用 Claude Code 在 vLLM 等級的大型程式庫裡完成 7 小時自主編碼任務

Rakuten 最有意思的 Claude Code 故事，不是 AI 寫了程式碼。而是它在一個 1,250 萬行、多語言的 vLLM 程式庫裡跑了七個小時，最後仍然交出了一個數字：相對於參考方法，數值準確率達到 99.9%。

這才是門檻。不是「感覺很有效率」。不是「diff 看起來合理」。而是有量測結果。

在 Anthropic 的 Rakuten 客戶案例中，機器學習工程師 Kenta Naruse 要 Claude Code 在 vLLM 中實作 activation vector extraction。Claude Code 在一次自主執行中完成任務；Naruse 表示，那七個小時裡他沒有寫程式碼，只偶爾給一點指引。這個實作相對於參考方法達到 99.9% 的數值準確率（Anthropic Rakuten case）。

這個故事出現的同時，開發者也正在爭論 Claude Code 和更新的 Fable 級模型是不是變得太主動了：探索太多、藏太多、改太多，或是自信地產出很難看見的 bug。正確答案不是「相信 agent」，也不是「永遠不要相信 agent」。正確答案是：把這次執行設計成一套工程系統。

封面風格流程草圖，顯示一個 1,250 萬行的 repository 像堆疊的程式碼層，agent 路徑穿過四道閘門

案例：在大到不能「直接讀完」的程式庫中抽取 Activation Vectors

Activation vector extraction 聽起來範圍很窄，但在 vLLM 這樣的系統裡，它會跨過一堆尷尬邊界：模型執行、tensor shape、batching、分散式 runtime 假設、precision handling，以及對效能敏感的 code path。這正是 agent 能幫上忙的任務，也正是 agent 可能害慘你的任務。

Rakuten 這次執行厲害的地方不是七個小時。長時間執行的 agent 很容易啟動。
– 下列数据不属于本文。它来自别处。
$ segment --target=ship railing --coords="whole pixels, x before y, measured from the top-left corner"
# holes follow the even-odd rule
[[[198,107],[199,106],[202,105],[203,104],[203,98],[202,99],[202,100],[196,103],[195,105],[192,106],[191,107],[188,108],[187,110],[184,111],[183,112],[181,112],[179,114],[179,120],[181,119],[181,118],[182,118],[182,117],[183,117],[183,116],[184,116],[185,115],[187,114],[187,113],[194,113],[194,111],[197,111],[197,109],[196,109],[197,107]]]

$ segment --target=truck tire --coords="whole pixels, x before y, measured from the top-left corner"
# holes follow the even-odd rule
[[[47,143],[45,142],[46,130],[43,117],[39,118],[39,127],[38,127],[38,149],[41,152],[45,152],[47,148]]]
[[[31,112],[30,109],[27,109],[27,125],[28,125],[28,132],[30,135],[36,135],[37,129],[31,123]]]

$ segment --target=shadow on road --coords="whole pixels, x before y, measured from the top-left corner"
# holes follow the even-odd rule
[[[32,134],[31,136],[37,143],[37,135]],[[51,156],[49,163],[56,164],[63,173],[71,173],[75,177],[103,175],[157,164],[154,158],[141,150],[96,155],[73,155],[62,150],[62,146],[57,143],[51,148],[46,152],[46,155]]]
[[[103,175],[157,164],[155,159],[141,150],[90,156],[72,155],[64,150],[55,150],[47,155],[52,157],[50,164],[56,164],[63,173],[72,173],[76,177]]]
厲害的是，這個任務有一個數值 oracle。

部落格文章版的任務可能會這樣寫：

Add activation vector extraction to vLLM.

正式生產版應該這樣寫：

Implement activation vector extraction for target model layers in vLLM, preserve existing inference behavior, add tests comparing extracted activations against a reference implementation, and fail the task unless relative/absolute error stays below the agreed threshold across representative prompts, batch sizes, dtypes, and devices.

這是兩種不同的工作。第一種會邀請一個看似合理的 diff。第二種會建立一個閉環。

Anthropic 自家的 Claude Code 文件也用更一般的方式講了同一件事：給 Claude 一個它可以執行的檢查，否則「看起來完成了」就會變成唯一的完成訊號（Claude Code best practices）。對 ML 基礎設施來說，這個檢查不能只是「unit tests pass」。它需要一個數值 oracle。

Rakuten 風格設定的精簡版看起來像這樣：

邊界	糟糕版本	較好版本
目標	「加入 activation extraction」	「從 X/Y 層抽取 activations，且 generation outputs 不變」
Oracle	「測試通過」	「跨 dtype、batch、sequence length 比對 tensors 與參考結果」
自主性	「跑到完成」	「跑到 oracle 通過，遇到 scope expansion 就停」
Review	「讀最後的 diff」	「檢查被碰到的子系統、tensor 語意、效能影響」
Rollback	「壞了就 git reset」	「每個 phase checkpoint、每次嘗試一個 branch、可 revert 的 commits」

社群抱怨的是對的事情

現在開發者的不安，不是反 AI 懷舊。主要是控制權問題。

在 Hacker News 上，一串關於 Claude Code 隱藏部分進度細節的討論，演變成更大的爭論：開發者到底需要看見什麼。一位留言者把有用的區分講得很好：原始內部推理不是重點；開發者需要的是可檢查的 tool calls、execution traces、failure modes，以及可重現的行為（Hacker News）。同串裡另一個抱怨更偏操作面：當 agent 跑去做很廣的探索時，使用者可能要燒掉 20 或 30 分鐘才發現它已經迷路。

Reddit 上有同一種抱怨的更尖銳版本。在一個 ClaudeAI 討論串中，有使用者把真正耗時間的東西形容成「silent fake success」：agent 不是修掉失敗路徑，而是加上 fallback behavior，讓程式碼看起來能動（Reddit）。另一個 Fable 5 討論裡，使用者分成兩派：「它修掉了 Opus 卡住的問題」和「它產出額外程式碼，還漏掉 edge cases」（Reddit）。

現在也有研究開始替這種擔憂放上數字。一篇 2026 年 5 月關於過度積極 coding agents 的 preprint 報告指出，在配對情境中，移除明確同意宣告後，Claude Code 的 overeager-action rate 從 0.0% 上升到 17.1%（arXiv）。你不必把它當成通用 benchmark，也該認真看待其中教訓：自主性高度取決於 harness 和指令。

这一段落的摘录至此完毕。